Wpis z mikrobloga

Może jakiś ekspert ocenić co do poprawy?


@Pawery1: Kup termometr, nie smaż mięsa na minuty. Minuty mało znaczą bo każda kuchenka a nawet patelnia jest inna więc zawsze smażysz w innej temperaturze przez co inne rzeczy dzieją się w środku. Bez tego będziesz zawsze zgadywał co dzieje się w środku albo jeszcze gorzej kopiował przepis kogoś kto na podstawie doświadczeń ze swojej kuchenki i patelni wymądrza się na temat minut, albo
steki zazwyczaj nie są zbyt grube jak szynka, można skutecznie wbić w nie sondę?


@Merkowsky: Tak, od boku.

Czy wbicie sondy nie spowoduje wypłynięcia soków?

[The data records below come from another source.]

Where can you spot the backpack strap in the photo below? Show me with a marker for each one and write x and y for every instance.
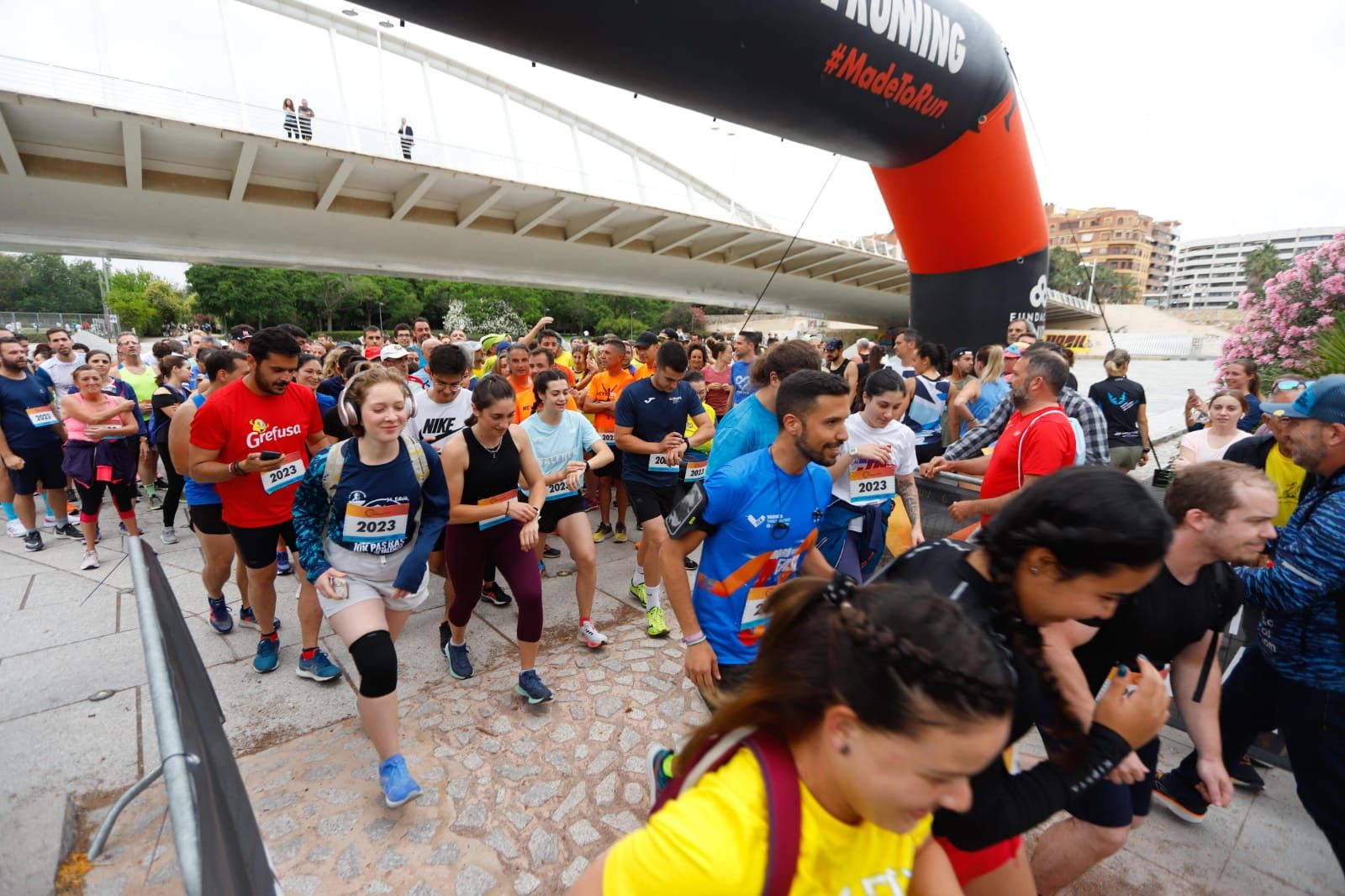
(783, 801)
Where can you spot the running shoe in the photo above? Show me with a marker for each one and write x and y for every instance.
(531, 687)
(1246, 775)
(398, 784)
(268, 656)
(657, 629)
(1184, 802)
(659, 768)
(639, 593)
(248, 618)
(493, 593)
(67, 530)
(318, 667)
(459, 663)
(221, 619)
(591, 635)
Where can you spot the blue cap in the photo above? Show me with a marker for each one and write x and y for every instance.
(1322, 400)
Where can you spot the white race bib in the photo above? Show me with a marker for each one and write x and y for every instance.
(42, 417)
(696, 470)
(289, 472)
(872, 482)
(659, 463)
(376, 524)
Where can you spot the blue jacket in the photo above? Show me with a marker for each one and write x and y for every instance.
(1300, 626)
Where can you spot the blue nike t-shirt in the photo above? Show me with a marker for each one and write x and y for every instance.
(767, 521)
(652, 414)
(748, 427)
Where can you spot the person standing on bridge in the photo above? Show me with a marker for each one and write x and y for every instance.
(408, 138)
(306, 120)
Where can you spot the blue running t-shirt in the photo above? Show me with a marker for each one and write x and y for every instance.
(767, 521)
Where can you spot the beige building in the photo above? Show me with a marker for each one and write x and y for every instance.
(1123, 240)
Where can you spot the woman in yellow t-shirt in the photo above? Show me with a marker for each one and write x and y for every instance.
(883, 730)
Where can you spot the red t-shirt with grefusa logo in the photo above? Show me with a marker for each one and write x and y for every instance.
(1036, 444)
(235, 421)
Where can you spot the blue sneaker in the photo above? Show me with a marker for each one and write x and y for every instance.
(268, 656)
(459, 665)
(248, 619)
(531, 687)
(221, 619)
(398, 784)
(659, 766)
(319, 667)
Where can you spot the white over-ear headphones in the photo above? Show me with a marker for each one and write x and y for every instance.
(349, 414)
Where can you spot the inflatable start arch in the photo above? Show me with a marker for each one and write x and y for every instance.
(919, 89)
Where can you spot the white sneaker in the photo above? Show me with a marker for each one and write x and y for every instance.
(591, 635)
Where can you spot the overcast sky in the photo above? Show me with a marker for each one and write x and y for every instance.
(1219, 114)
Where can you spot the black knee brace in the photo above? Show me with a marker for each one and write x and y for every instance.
(376, 658)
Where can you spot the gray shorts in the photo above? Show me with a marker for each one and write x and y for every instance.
(369, 577)
(1126, 456)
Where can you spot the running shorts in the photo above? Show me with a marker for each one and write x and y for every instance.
(257, 546)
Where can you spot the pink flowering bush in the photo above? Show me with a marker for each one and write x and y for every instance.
(1281, 329)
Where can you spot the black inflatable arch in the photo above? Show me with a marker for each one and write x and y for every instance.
(919, 89)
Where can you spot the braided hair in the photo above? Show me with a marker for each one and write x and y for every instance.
(1094, 521)
(865, 646)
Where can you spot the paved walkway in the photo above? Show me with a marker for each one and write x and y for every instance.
(518, 799)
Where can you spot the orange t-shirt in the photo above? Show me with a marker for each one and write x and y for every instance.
(605, 387)
(525, 400)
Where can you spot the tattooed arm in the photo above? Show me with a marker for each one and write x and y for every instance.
(911, 501)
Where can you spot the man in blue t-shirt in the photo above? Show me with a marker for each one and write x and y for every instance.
(763, 512)
(30, 444)
(751, 425)
(746, 347)
(650, 420)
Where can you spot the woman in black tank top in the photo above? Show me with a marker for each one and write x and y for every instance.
(491, 521)
(1069, 546)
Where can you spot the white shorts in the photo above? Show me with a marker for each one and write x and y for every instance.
(369, 577)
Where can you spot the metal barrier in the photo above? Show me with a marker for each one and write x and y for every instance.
(213, 825)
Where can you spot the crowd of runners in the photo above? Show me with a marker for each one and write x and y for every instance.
(778, 521)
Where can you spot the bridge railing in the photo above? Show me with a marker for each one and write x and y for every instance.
(533, 161)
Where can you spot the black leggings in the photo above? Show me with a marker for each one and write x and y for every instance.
(91, 498)
(466, 552)
(175, 483)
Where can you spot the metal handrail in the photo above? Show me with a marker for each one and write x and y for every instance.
(175, 762)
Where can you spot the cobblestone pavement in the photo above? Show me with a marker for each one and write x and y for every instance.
(517, 799)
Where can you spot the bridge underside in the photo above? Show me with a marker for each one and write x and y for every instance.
(81, 179)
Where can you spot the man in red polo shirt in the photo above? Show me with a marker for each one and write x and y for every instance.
(1037, 441)
(253, 439)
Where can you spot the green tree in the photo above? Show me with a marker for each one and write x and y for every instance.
(1261, 266)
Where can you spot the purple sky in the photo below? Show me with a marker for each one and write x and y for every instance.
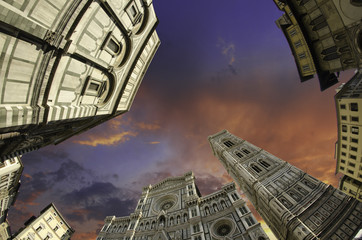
(219, 66)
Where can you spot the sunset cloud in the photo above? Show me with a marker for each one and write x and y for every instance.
(108, 140)
(147, 126)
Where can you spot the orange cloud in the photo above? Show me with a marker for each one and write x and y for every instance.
(107, 140)
(147, 126)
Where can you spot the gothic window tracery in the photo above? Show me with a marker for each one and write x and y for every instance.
(256, 168)
(215, 207)
(229, 143)
(207, 210)
(264, 163)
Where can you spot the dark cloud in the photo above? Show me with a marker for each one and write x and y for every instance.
(44, 155)
(208, 183)
(151, 178)
(99, 200)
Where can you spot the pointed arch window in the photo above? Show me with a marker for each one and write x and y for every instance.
(207, 210)
(185, 217)
(215, 207)
(223, 204)
(229, 143)
(264, 163)
(256, 168)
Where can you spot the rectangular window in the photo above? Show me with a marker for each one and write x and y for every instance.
(306, 67)
(133, 11)
(353, 149)
(354, 130)
(193, 212)
(301, 55)
(344, 128)
(352, 192)
(229, 143)
(243, 210)
(355, 140)
(246, 151)
(354, 107)
(354, 119)
(292, 32)
(297, 44)
(196, 228)
(351, 164)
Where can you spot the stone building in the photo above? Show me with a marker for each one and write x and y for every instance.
(10, 174)
(49, 225)
(294, 204)
(325, 37)
(5, 233)
(67, 66)
(175, 209)
(348, 147)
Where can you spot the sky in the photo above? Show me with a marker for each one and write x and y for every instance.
(220, 65)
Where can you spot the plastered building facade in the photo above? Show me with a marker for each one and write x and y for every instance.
(294, 204)
(49, 225)
(175, 209)
(325, 36)
(348, 153)
(67, 66)
(10, 174)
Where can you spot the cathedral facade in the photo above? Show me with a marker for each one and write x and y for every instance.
(325, 37)
(175, 209)
(67, 66)
(294, 204)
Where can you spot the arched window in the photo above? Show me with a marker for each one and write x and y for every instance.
(207, 210)
(264, 163)
(256, 168)
(215, 207)
(228, 143)
(162, 221)
(223, 204)
(246, 151)
(185, 217)
(239, 154)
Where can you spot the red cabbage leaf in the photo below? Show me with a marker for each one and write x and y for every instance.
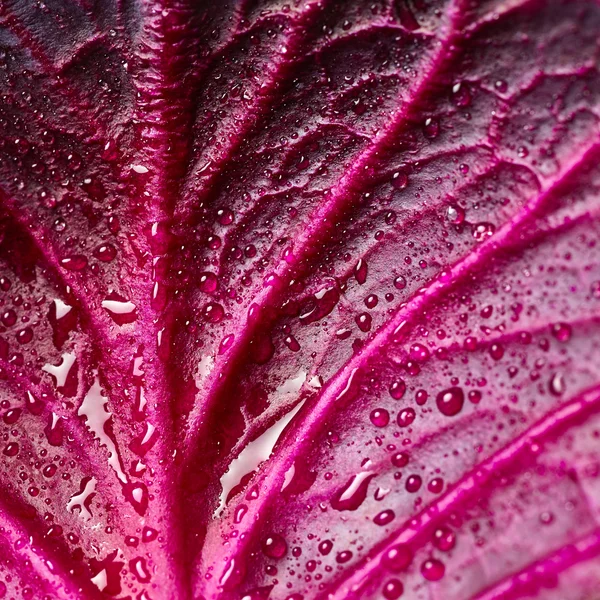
(300, 299)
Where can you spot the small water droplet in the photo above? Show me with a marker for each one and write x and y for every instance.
(406, 417)
(450, 401)
(433, 569)
(380, 417)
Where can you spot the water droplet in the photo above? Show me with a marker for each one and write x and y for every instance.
(455, 214)
(371, 301)
(397, 558)
(343, 557)
(399, 180)
(436, 485)
(380, 417)
(11, 449)
(406, 417)
(413, 483)
(450, 401)
(557, 385)
(325, 547)
(561, 331)
(397, 389)
(400, 282)
(9, 318)
(475, 396)
(360, 271)
(76, 262)
(384, 517)
(400, 459)
(433, 569)
(364, 321)
(496, 351)
(105, 252)
(501, 85)
(11, 416)
(419, 352)
(462, 95)
(482, 231)
(353, 494)
(213, 312)
(431, 128)
(444, 539)
(274, 546)
(393, 589)
(24, 336)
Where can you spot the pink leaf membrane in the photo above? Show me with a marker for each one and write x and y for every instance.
(300, 299)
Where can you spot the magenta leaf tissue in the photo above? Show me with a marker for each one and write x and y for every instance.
(299, 299)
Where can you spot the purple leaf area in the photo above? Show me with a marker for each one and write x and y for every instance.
(299, 299)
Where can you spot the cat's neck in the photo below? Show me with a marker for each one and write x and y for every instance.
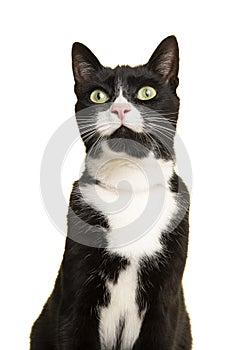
(118, 171)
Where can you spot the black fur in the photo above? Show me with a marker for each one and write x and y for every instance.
(70, 318)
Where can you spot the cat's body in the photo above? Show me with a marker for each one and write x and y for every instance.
(120, 282)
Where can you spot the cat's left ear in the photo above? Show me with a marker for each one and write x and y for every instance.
(165, 59)
(84, 62)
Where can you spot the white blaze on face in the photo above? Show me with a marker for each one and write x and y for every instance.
(108, 121)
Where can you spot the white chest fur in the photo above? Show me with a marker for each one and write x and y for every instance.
(134, 195)
(121, 318)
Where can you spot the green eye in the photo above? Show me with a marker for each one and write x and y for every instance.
(99, 96)
(146, 93)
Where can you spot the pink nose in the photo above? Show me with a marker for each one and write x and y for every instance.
(120, 109)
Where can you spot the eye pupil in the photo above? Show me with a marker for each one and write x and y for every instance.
(99, 95)
(146, 93)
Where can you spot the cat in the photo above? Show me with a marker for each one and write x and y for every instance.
(119, 286)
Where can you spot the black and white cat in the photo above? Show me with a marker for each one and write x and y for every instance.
(119, 286)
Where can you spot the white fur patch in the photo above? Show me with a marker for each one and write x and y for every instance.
(108, 122)
(122, 308)
(134, 195)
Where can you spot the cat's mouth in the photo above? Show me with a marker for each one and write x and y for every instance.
(123, 131)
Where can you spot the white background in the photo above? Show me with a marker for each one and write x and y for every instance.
(37, 97)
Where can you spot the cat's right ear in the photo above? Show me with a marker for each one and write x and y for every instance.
(84, 62)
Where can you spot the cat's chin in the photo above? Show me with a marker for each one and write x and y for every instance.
(127, 141)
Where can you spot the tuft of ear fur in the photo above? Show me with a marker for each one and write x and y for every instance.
(84, 62)
(165, 59)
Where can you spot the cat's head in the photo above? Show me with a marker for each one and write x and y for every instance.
(134, 108)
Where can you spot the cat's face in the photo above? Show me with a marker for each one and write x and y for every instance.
(134, 109)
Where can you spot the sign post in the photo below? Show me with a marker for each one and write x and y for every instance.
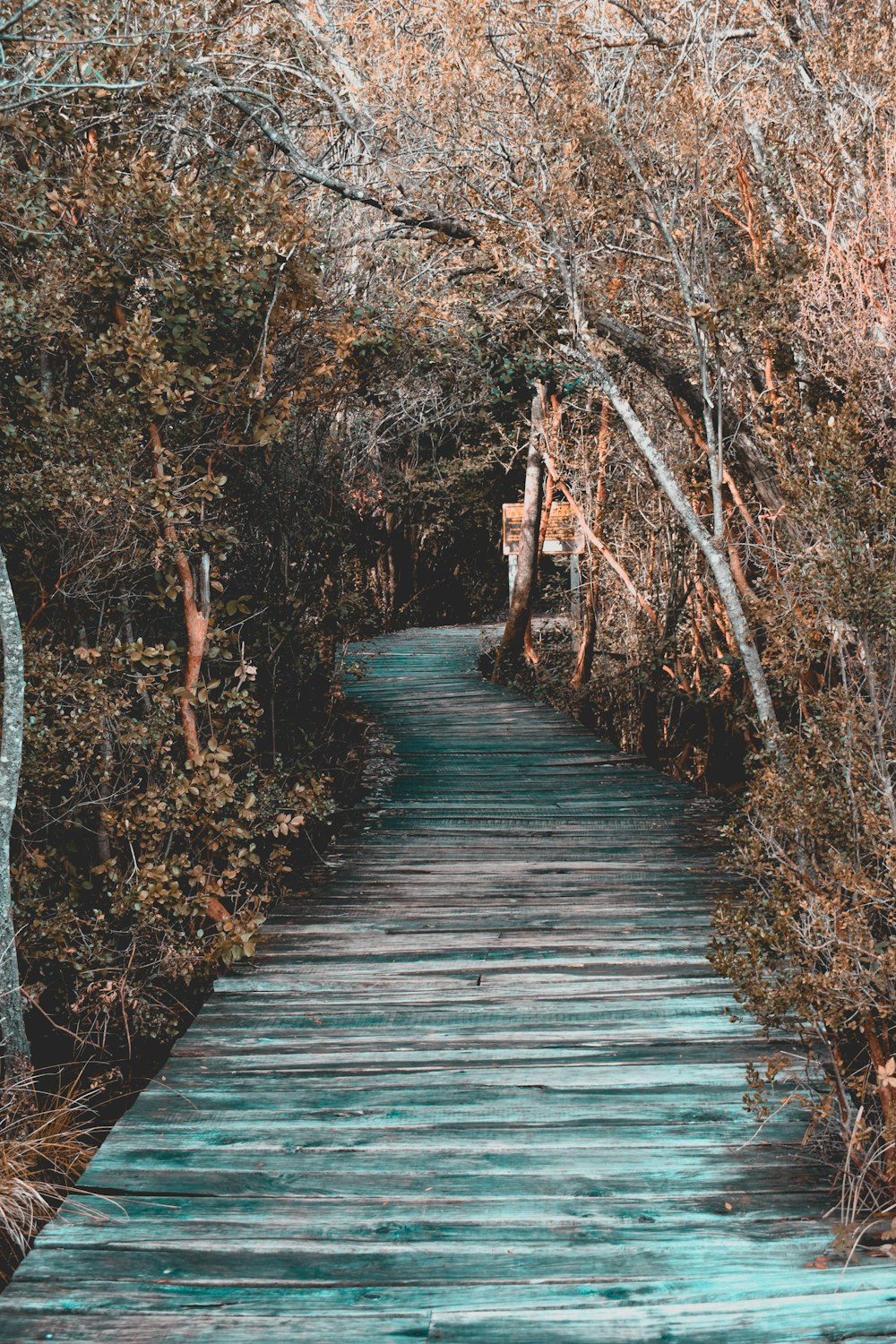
(562, 538)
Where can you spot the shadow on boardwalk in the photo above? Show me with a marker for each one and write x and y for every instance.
(478, 1086)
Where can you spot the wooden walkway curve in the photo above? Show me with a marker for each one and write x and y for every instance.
(478, 1086)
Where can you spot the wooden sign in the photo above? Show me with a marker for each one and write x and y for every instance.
(563, 535)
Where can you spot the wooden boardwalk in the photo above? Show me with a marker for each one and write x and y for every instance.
(478, 1086)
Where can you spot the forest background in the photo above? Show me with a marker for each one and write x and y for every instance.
(295, 295)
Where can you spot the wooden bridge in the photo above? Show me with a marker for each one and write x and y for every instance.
(479, 1085)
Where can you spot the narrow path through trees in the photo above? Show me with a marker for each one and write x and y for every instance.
(478, 1086)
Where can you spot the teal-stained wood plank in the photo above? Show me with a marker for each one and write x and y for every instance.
(479, 1086)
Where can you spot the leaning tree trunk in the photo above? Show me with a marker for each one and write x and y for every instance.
(13, 1029)
(530, 530)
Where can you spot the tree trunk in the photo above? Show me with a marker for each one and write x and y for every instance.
(196, 599)
(584, 658)
(718, 562)
(522, 597)
(13, 1027)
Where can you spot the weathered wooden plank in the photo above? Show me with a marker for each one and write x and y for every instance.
(479, 1086)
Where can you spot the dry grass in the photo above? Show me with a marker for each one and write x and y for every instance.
(45, 1144)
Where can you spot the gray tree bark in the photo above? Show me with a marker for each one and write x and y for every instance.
(13, 1029)
(705, 542)
(528, 558)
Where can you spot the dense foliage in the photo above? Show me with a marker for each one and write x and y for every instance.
(279, 287)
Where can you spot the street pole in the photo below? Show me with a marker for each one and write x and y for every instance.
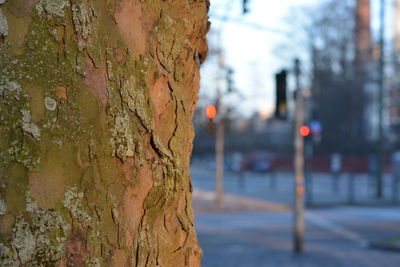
(299, 166)
(379, 184)
(219, 138)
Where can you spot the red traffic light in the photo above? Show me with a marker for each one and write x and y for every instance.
(305, 131)
(211, 111)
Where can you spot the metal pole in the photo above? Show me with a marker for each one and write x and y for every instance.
(219, 140)
(299, 166)
(379, 189)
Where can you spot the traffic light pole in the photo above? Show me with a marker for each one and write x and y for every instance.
(219, 139)
(219, 158)
(299, 188)
(379, 183)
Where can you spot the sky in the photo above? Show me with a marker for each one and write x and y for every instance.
(251, 46)
(249, 43)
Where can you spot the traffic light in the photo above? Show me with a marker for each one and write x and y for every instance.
(211, 112)
(229, 79)
(281, 99)
(305, 131)
(245, 6)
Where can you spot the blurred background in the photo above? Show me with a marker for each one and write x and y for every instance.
(296, 159)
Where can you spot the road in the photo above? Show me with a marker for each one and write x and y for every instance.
(335, 236)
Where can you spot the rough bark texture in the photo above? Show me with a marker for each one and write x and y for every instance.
(96, 101)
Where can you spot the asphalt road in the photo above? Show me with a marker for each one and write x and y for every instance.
(336, 236)
(264, 239)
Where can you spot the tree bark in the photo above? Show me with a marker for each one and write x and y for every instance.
(96, 102)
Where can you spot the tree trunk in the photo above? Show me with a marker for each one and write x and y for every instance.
(96, 102)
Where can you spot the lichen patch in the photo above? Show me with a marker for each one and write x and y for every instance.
(52, 7)
(96, 80)
(3, 24)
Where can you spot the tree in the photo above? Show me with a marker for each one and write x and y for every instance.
(96, 101)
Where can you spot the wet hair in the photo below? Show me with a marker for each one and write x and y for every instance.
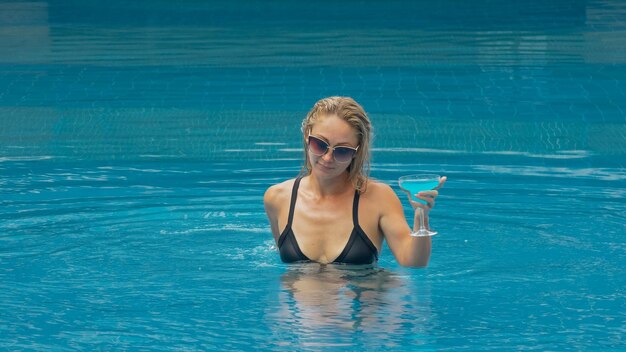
(350, 111)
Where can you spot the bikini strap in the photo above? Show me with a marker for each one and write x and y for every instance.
(355, 209)
(292, 205)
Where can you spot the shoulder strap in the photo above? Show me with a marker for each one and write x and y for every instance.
(294, 195)
(355, 209)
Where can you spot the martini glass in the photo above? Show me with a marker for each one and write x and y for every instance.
(414, 184)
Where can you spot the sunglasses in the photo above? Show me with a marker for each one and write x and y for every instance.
(341, 154)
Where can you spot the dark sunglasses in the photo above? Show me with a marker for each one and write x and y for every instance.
(341, 154)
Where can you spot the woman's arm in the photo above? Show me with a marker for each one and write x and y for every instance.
(270, 201)
(409, 251)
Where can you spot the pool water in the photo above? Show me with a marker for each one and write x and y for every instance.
(137, 139)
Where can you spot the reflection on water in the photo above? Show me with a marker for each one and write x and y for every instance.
(326, 305)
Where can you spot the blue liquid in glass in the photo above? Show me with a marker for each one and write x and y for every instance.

@Merkowsky: Stek wbrew niektórym mitom to nie balon z wodą. Coś tam w miejscu wbicia wycieknie ale nie jest to coś czym trzeba się przejmować.
@kkeE Polecam dwa, tani chiński pirometr żeby upewnić się że żeliwo albo stał jest gorąca i tani chiński termometr "bbq" z sondą na przewodzie. Marka nie robi różnicy, wszystkie są średnie, czyli zajebiste. +-0.5C w kuchni nie robi różnicy. +- posiadanie termometru tak.
@dran2: ok kupiłem taniego chińczyka z sondą, tylko pytanie mirku. ta sondę #!$%@? na poczatku smarzenia/grilowania i zostaje ona do końca?
@kkeE: Na początku potem jest już gorąco i trudno było by to zrobić precyzyjnie a chcesz mieć tą sondę dokładnie w środku najgrubszego miejsca. I do samego samego końca, możesz patrzeć jak mięso dochodzi przez kilka minut po zdjęciu z patelni.